He looked at her. It was true there was greater awareness in her eyes. Save for a natural embarrassment and proper modesty, she appeared to lack the fear she had shown before.

Perhaps—now that Tynstar and Electra are dead—she is free of the link entirely.

After a moment, he shook his head. “Aislinn—I am sorry. But tonight there is no time. I must go on to the Keep, and then I will join the army. There is a death I must mete out.”

“Osric’s?”

He nodded.

“I thought it might be that. Well then, I will not keep you. It is not my place to reprove you for avenging my father’s death.” She turned, reaching for his candle. “Will you sup with me? You look weary. After that, I will not gainsay you.”

Somberly, she led him from the vault.

*   *   *

He ate. He drank. He told her what he could of the battles in Solinde. She listened attentively, and he found she had gained a new maturity in the months since he had left her. The shape of her face seemed different. Excess flesh had faded so that he saw the line of her bones clearly, as he had seen them in Electra. No more the young woman who only hinted at adulthood; conceiving the child and then losing it had done much to banish her girlhood.

They were alone. They dined in her chambers; the servants she had dismissed, saying she and Donal would tend to themselves in privacy. His lir were in his apartments in another wing.

Now, as she set her goblet down, she regarded him more closely. “You look so weary, Donal.”

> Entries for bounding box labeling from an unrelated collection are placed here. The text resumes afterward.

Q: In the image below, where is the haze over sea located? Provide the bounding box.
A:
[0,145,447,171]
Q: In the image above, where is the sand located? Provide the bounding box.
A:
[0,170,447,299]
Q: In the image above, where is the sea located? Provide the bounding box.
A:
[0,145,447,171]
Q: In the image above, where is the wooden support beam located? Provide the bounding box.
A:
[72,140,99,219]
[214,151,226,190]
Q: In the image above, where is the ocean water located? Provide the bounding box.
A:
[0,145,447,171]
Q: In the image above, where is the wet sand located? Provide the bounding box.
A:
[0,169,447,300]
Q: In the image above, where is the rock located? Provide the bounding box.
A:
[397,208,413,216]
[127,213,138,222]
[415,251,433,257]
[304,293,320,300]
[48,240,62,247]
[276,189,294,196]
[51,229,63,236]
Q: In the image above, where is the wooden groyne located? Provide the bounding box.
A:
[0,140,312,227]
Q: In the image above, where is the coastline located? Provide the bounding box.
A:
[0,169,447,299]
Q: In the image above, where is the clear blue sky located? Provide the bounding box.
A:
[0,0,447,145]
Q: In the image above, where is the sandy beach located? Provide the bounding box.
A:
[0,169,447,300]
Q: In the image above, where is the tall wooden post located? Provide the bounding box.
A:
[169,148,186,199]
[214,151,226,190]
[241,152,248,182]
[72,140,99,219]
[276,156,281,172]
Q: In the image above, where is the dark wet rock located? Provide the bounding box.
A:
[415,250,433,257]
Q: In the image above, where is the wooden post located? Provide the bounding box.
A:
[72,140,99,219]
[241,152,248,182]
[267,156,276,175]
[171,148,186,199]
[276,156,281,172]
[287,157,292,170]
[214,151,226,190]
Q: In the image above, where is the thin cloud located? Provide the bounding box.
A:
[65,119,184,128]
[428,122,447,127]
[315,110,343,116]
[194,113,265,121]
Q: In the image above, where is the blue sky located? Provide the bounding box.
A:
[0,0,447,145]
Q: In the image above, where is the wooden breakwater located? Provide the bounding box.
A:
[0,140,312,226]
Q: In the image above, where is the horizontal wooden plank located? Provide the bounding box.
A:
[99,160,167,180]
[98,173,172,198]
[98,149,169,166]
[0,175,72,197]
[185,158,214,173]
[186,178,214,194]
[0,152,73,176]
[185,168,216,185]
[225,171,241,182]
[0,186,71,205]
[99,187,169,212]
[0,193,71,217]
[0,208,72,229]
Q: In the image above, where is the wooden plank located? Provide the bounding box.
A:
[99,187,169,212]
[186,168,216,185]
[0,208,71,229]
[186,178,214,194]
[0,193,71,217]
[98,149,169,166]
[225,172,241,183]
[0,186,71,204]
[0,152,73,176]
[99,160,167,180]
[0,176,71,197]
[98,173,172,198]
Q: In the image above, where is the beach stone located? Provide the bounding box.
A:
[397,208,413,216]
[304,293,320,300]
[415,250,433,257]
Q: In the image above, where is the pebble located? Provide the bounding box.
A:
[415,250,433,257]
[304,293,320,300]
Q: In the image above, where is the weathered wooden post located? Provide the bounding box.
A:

He leaned against one elbow. “I came directly from Solinde. It is taxing to hold
lir
-shape so long without proper rest, but—I felt the circumstances warranted the sacrifice.” He sipped from his cup of wine. “That is partly why I am out of sorts. If I was cruel to you in the vault, I am sorry for it.”

“You are unhappy.” She poured more wine for him. “I see it clearly. The heirship has been a long one, and now that it has ended and the throne is truly yours, you find you do not like it.”

“I never wanted it,” he said wearily. “I told you that, once. But—Carillon needed an heir, and I have a drop or two of royal blood.”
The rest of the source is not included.